Dongeng turun-temurun terdengar lagi di teras rumah kayu jati itu.

“Besok nenek ulang tahun, ya?” kata Mustika ketika Rumi usai mendongeng.

“Masa?”

“Iya, Nek. Kakek yang bilang. Nenek minta hadiah apa? Nanti Tika belikan, deh.”

“Mm, apa ya? Bagaimana kalau buku cerita rakyat?”

“Baiklah. Besok pagi Tika dan kakek akan ke kota.”

“Pakai uang siapa?”

“Uang kakek.”

Rumi terkekeh.

Harun, suami Rumi, menetap di rumah kayu jati itu setelah permohonan mutasinya dikabulkan.

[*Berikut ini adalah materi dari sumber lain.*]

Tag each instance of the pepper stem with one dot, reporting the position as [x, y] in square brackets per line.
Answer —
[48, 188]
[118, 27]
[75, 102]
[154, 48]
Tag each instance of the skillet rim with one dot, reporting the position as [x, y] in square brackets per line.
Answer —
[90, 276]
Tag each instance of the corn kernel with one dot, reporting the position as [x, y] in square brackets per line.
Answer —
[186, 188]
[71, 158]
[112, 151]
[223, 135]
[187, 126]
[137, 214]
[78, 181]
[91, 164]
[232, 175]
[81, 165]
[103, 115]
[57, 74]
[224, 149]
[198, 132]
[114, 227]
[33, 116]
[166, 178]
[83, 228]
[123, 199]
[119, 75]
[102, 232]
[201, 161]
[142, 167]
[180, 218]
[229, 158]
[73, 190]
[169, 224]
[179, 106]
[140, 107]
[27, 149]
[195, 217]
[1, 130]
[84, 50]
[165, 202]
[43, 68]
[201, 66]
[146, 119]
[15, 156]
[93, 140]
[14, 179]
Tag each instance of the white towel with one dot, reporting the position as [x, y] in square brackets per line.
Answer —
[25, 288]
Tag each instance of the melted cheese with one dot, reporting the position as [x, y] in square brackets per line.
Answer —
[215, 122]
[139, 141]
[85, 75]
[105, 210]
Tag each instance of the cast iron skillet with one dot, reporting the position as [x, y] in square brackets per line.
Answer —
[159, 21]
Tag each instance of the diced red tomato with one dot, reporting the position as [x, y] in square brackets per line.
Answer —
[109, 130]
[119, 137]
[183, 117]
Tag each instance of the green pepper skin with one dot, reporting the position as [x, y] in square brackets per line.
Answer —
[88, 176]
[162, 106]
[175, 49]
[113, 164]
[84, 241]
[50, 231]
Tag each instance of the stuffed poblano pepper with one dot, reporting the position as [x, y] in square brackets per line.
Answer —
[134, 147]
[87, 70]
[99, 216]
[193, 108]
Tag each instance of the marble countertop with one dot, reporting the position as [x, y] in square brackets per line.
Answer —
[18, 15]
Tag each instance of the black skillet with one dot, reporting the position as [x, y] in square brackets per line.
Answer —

Usai salat subuh, Harun dan Mustika berangkat ke Pekalongan naik bus. Mereka membeli beberapa buku cerita rakyat untuk kado ulang tahun Rumi. Menjelang asar mereka telah pulang.

“Nenek, Tika pulang,” seru Mustika dari halaman.

Harun menyilangkan jari di bibir.

“Sstt, Nenek tidur,” bisiknya. “Hati-hati. Bangunkan pelan-pelan.”

Mustika mengangguk dan tersenyum. Ia menyentuh tangan Rumi, menepuk-nepuk pelan. Tak ada reaksi.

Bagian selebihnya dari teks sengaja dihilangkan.